Downing Street’s bravado was swiftly undermined in Brussels, where officials and leaders leaving an EU summit said they had no reason to believe the negotiations would not continue.
The olive branch was quickly rebuffed by No 10, with the UK chief negotiator, Lord Frost, telling Michel Barnier on Friday afternoon in a phone call that there was no need to come to London next week.
Frost told the EU chief negotiator there was “no basis for negotiations in London as of Monday” unless Brussels came up with a new plan over the weekend, said a Downing Street spokesman.
However, a European commission spokesman said: “As agreed during this week’s negotiations, Michel Barnier held a videoconference today with his UK counterpart David Frost to discuss next week’s negotiations. Both chief negotiators agreed to talk again on Monday to discuss the structure of these talks.”
Describing the move to halt negotiations as a “controlled explosion”, the Brexit analyst Mujtaba Rahman said there was still hope that a deal could be done by the next time the EU leaders meet in Berlin on 15 November.
“Despite the noise – and it is loud – the fundamentals have not changed for both sides,” said Rahman. He added that there was movement from France on the issue of fisheries, which could open the door to talks restarting as long as the French president, Emmanuel Macron, did not have to “sign the death warrant” for Channel fishing fleets in the Boulogne region.
The German chancellor, Angela Merkel, said: “We intend to focus on the negotiations and these negotiations will continue in the next few days.”
Mark Rutte, the Dutch prime minister, suggested Johnson’s call for intensive talks and compromise, both of which were on offer, was simply an invitation to continue with the negotiation, despite Johnson’s claim that this summit had been his deadline for a deal.
He said: “I look with a positive sense to Boris Johnson’s reaction now that he is implicitly stating that he also now wants the talks to continue.”
In his statement, Johnson said that with only 10 weeks left until the Brexit transition period ended, he had to make a judgment about the likely outcome and to prepare the country.
“A lot of progress has been made on such issues as social security and aviation, nuclear cooperation, and so on,” he said, but “for whatever reason, it’s clear from the [EU] summit that after 45 years of [UK] membership they are not willing, unless there’s some fundamental change of approach, to offer this country the same terms as Canada”.
“I concluded that we should get ready for 1 January with arrangements that are more like Australia’s – based on simple principles of global free trade,” he told reporters in the pooled broadcast statement.
Johnson’s spokesman later said there was “only any point in Michel Barnier coming to London next week” if he undertook talks on the basis set out by Johnson, discussing all areas of contention and working on legal text.
But such a change in approach was already evident on Friday, following a two-hour discussion by EU leaders the previous day on the bloc’s flexibility, during which they were made to hand over their tablets and phones to avoid leaks.
Macron accused Downing Street of using fisheries tactically and insisted it was not his job to make the British prime minister “happy”, but he conceded that the post-Brexit arrangements for British seas would not maintain the status quo for the EU fishing fleet.
“If there is a deal, it must allow us to define the modalities of access for our fishermen to British waters,” he said. “Will the situation be the same as it is today?

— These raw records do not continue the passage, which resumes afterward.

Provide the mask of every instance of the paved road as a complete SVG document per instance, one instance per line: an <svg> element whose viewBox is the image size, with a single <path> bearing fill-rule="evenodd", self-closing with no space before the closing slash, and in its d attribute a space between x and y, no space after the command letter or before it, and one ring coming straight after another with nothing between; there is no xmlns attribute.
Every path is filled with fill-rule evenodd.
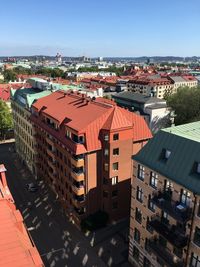
<svg viewBox="0 0 200 267"><path fill-rule="evenodd" d="M10 191L45 266L106 266L89 240L63 216L54 194L43 181L39 181L38 192L27 192L26 183L34 179L17 160L12 146L0 145L0 163L7 169Z"/></svg>

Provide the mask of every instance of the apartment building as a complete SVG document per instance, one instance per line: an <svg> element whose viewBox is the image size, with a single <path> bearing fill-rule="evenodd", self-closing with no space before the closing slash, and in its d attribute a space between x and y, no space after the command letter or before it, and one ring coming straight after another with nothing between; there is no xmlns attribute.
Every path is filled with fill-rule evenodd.
<svg viewBox="0 0 200 267"><path fill-rule="evenodd" d="M173 123L173 112L167 107L164 99L130 91L115 94L112 98L118 106L143 116L153 133Z"/></svg>
<svg viewBox="0 0 200 267"><path fill-rule="evenodd" d="M158 132L133 156L129 261L200 266L200 122Z"/></svg>
<svg viewBox="0 0 200 267"><path fill-rule="evenodd" d="M170 75L169 79L173 82L174 84L174 90L173 92L177 92L177 89L179 87L196 87L198 85L198 80L192 76L192 75Z"/></svg>
<svg viewBox="0 0 200 267"><path fill-rule="evenodd" d="M0 266L44 267L10 193L6 168L0 164Z"/></svg>
<svg viewBox="0 0 200 267"><path fill-rule="evenodd" d="M50 90L38 88L11 89L11 107L14 122L16 152L29 170L36 174L34 129L30 121L32 103L51 94Z"/></svg>
<svg viewBox="0 0 200 267"><path fill-rule="evenodd" d="M129 80L128 90L143 95L164 98L165 94L173 91L173 83L167 78L136 77Z"/></svg>
<svg viewBox="0 0 200 267"><path fill-rule="evenodd" d="M144 119L104 98L57 91L32 105L37 172L80 225L98 210L129 216L131 154L151 138Z"/></svg>

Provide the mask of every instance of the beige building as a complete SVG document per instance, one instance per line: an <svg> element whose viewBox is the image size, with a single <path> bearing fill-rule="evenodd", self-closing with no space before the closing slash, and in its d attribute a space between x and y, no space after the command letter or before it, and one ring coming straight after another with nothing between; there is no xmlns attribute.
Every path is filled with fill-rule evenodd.
<svg viewBox="0 0 200 267"><path fill-rule="evenodd" d="M161 99L173 88L172 81L167 78L136 78L128 82L128 91Z"/></svg>
<svg viewBox="0 0 200 267"><path fill-rule="evenodd" d="M161 130L133 156L129 261L200 266L200 122Z"/></svg>
<svg viewBox="0 0 200 267"><path fill-rule="evenodd" d="M35 137L30 122L31 104L51 91L41 91L34 88L11 89L11 107L14 121L16 152L29 170L35 174Z"/></svg>

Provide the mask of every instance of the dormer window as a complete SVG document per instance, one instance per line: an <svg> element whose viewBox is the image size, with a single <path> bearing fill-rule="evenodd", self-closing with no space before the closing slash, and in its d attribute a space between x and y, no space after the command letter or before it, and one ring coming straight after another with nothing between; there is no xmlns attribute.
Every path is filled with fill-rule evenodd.
<svg viewBox="0 0 200 267"><path fill-rule="evenodd" d="M165 149L165 155L164 155L165 159L168 159L170 157L170 155L171 155L171 151L168 149Z"/></svg>
<svg viewBox="0 0 200 267"><path fill-rule="evenodd" d="M197 173L200 174L200 162L197 162L197 169L196 169Z"/></svg>

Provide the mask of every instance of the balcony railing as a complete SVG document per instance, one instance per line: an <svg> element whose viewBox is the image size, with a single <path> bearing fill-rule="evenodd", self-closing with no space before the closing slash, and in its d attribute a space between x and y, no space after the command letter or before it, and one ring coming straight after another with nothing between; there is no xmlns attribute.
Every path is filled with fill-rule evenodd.
<svg viewBox="0 0 200 267"><path fill-rule="evenodd" d="M158 192L152 198L152 202L179 222L183 223L191 219L192 209L183 206L180 202L173 201L168 192Z"/></svg>
<svg viewBox="0 0 200 267"><path fill-rule="evenodd" d="M84 194L84 186L83 185L77 186L76 184L73 184L72 190L74 191L74 193L76 195L83 195Z"/></svg>
<svg viewBox="0 0 200 267"><path fill-rule="evenodd" d="M161 219L160 217L155 216L149 224L157 233L162 235L171 244L177 248L184 248L187 245L188 237L181 232L177 226L169 225L164 220L166 219Z"/></svg>
<svg viewBox="0 0 200 267"><path fill-rule="evenodd" d="M149 240L150 250L168 267L183 267L184 261L173 256L166 247L162 246L157 239Z"/></svg>

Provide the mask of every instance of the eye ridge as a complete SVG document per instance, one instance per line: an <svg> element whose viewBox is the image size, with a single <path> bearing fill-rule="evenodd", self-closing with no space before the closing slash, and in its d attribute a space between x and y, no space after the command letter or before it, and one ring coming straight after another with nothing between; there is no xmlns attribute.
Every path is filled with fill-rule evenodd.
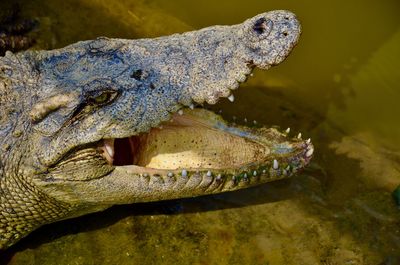
<svg viewBox="0 0 400 265"><path fill-rule="evenodd" d="M107 105L115 100L119 95L115 90L103 90L101 92L93 91L86 94L85 100L82 101L74 110L71 117L63 124L62 127L67 127L77 120L83 119L88 113L92 113L101 106Z"/></svg>

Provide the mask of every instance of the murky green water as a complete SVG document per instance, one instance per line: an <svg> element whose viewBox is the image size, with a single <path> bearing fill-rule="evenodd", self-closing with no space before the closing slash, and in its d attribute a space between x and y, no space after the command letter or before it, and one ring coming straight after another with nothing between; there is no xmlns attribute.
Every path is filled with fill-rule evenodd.
<svg viewBox="0 0 400 265"><path fill-rule="evenodd" d="M400 264L400 3L384 1L31 0L35 48L138 38L289 9L303 24L281 66L221 102L311 137L301 175L257 188L114 207L43 227L4 264Z"/></svg>

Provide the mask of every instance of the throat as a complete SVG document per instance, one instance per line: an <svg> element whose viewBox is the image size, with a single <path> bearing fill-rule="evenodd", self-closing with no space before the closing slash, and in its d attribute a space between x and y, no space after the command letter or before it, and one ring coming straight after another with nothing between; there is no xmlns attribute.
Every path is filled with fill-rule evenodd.
<svg viewBox="0 0 400 265"><path fill-rule="evenodd" d="M140 149L140 139L145 136L132 136L128 138L119 138L114 141L114 159L115 166L137 165L137 153Z"/></svg>

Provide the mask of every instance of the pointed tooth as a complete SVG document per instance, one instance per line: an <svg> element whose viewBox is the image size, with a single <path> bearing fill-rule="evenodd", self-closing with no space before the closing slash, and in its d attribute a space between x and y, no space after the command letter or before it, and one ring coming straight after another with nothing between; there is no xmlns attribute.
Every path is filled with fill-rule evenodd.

No, it will not, that’s for sure. Our fishermen know it. We know that too. We are going to help them. We need to have a compromise on access, but we know it will not be of the same nature. It won’t be as ambitious. It will come with conditions, perhaps we will have to pay for it.”
Merkel said the EU should find a way to accommodate the UK’s wish to diverge from the EU rule book, while ensuring fair competition.
“If we want to have an agreement, then both sides need to make a move toward each other,” she said. “We need to react quickly. We can’t mutually rule out that each of us has different rules to a certain extent.”
Rutte later said of his fellow leaders’ comments: “The positive of the last two days is the EU has, by implication, signalled we’re ready to compromise, which has always been our position.
“We will not get 100% of what we want, that’s impossible in a negotiation, you always have to find compromise, you always have to find ways within the mandate Michel Barnier has received from the European council … He is a skilled negotiator, he will be able to explore where within the mandate there is room for compromise and that room is there.”
The UK financial services industry expressed its deep disappointment at the “political game of chicken”, with Catherine McGuinness, the policy chair at the City of London Corporation, saying businesses and households on both sides of the Channel “stand to be the main losers.”